September 6--Dennis Galante, Calendar Page.  The first thing Julie did when she got to the kitchen each morning was tear off the previous day's calendar page.  She used the back of the pages to make grocery lists and notes to herself.  Sometimes she would jot down interesting words or phrases she read in books or heard on TV.  She remembered being a kid and complaining when her mom wrote notes to her teacher on the back of a sheet of junk mail or an envelope.  She thought the teacher or, worse yet, the other kids would think she was too poor to use fresh, clean paper.  Those were the days before everyone was into reusing and recycling.  Nowadays you got chastised for throwing away "perfectly good paper" with a blank side.  When had she turned into her mom?

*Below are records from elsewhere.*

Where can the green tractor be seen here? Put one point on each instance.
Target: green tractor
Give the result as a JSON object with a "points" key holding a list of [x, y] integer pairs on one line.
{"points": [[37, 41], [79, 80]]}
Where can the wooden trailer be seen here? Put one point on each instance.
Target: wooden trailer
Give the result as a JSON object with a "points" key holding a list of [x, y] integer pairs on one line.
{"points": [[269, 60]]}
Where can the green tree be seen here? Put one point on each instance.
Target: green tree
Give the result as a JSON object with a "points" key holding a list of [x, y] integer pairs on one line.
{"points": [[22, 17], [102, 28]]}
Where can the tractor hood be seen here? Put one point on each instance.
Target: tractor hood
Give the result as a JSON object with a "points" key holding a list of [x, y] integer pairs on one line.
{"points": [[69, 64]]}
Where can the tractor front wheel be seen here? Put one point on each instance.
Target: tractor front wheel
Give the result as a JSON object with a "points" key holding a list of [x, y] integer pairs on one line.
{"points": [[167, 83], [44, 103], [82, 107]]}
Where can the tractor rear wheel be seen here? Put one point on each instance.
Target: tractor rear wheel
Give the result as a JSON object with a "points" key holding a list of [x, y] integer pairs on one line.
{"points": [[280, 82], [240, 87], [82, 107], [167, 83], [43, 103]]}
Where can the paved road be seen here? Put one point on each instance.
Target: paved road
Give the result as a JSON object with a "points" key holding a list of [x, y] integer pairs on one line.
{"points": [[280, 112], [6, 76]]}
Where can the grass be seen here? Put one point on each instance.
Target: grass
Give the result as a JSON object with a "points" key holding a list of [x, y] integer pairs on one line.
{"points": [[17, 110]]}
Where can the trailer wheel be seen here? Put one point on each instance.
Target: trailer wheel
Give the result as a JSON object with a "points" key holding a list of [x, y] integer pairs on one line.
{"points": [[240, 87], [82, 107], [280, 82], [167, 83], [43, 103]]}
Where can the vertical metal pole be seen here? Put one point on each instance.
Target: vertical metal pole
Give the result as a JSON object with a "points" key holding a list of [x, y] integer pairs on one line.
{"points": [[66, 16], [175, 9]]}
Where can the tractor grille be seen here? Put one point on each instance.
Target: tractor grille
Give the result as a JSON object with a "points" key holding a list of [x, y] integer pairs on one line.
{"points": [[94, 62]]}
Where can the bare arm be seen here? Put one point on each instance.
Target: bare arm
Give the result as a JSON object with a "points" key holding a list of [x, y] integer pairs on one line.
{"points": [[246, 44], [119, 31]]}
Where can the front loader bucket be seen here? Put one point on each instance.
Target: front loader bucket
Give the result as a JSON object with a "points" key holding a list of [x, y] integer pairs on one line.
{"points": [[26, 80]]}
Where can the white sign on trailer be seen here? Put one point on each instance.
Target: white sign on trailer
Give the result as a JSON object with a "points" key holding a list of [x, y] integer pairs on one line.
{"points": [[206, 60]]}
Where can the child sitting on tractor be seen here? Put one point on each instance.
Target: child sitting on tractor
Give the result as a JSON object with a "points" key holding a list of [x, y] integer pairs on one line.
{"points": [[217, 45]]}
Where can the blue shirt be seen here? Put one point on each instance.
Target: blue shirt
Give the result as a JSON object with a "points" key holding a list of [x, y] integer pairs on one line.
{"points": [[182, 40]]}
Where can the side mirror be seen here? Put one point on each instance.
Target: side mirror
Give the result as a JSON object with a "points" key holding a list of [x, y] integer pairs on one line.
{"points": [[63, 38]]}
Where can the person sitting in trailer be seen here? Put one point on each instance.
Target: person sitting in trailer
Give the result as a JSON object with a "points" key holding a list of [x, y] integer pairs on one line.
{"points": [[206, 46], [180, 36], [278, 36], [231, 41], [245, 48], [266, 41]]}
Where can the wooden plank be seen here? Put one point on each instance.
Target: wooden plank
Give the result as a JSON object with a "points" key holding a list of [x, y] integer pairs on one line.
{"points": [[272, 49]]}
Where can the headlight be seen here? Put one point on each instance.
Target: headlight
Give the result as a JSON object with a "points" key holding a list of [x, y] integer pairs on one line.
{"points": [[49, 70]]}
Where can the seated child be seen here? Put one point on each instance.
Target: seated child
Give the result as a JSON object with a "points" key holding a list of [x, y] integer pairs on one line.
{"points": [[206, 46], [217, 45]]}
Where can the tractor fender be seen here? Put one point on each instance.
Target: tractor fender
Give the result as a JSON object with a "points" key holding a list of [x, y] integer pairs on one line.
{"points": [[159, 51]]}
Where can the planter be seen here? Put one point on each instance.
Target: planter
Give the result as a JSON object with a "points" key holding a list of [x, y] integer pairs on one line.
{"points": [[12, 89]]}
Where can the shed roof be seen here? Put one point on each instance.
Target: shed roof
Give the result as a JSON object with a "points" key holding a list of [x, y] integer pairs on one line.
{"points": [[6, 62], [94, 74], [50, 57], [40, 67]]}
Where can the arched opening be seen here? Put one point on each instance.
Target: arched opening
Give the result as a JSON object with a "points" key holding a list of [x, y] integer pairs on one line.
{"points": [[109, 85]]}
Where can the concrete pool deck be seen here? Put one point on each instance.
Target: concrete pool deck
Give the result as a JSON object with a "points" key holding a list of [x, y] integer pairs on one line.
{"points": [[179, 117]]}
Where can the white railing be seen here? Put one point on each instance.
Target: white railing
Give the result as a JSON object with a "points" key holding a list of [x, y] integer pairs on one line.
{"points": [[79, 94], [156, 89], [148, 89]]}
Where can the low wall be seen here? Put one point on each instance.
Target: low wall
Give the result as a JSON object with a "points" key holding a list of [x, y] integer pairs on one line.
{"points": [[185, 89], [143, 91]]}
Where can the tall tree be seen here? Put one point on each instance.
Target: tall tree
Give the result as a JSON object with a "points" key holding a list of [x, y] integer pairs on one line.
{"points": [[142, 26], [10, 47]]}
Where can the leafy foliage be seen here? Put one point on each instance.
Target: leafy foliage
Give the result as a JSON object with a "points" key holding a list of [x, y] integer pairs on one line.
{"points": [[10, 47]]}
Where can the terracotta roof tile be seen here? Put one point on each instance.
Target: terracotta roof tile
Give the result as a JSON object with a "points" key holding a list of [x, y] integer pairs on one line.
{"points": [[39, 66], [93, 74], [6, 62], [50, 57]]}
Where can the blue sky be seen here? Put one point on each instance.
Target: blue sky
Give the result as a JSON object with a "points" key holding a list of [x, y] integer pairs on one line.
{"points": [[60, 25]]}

For some reason my phone won't talk to my computer so I can't post any of the cool pictures Durwood and I took on our drive yesterday.  We didn't get the coolest one.  At the very end of the detour the road took us through that long swath of windmills that I always admire near Lafayette, IN but this time we could look down the row of them all lined up one after the other and see the blades turning.  They weren't in sync so it looked, for just a split second, like one tower with 25 or 30 blades going around.  Very cool, but not worth getting rear-ended to stop for a photo.  Lots of laundry today and perhaps a trip to the AT&T phone store to see what's wrong with Ethel.  If running Spybot and Ad-Aware on the laptop help, I'll update the post with a couple pictures.  I'm sure you're dying to see them.  **3:45 PM--Ethel finally got her pixels or bytes or whatever buzzes in cellphones' brains together and let me download the pictures.  Whew, saved me from having to call Tech Support.
--Barbara

1 comment:

Aunt B said...

Glad you made it home but it did sound like the long, long, very long way 'round! Love the picture of you. Very cute!!!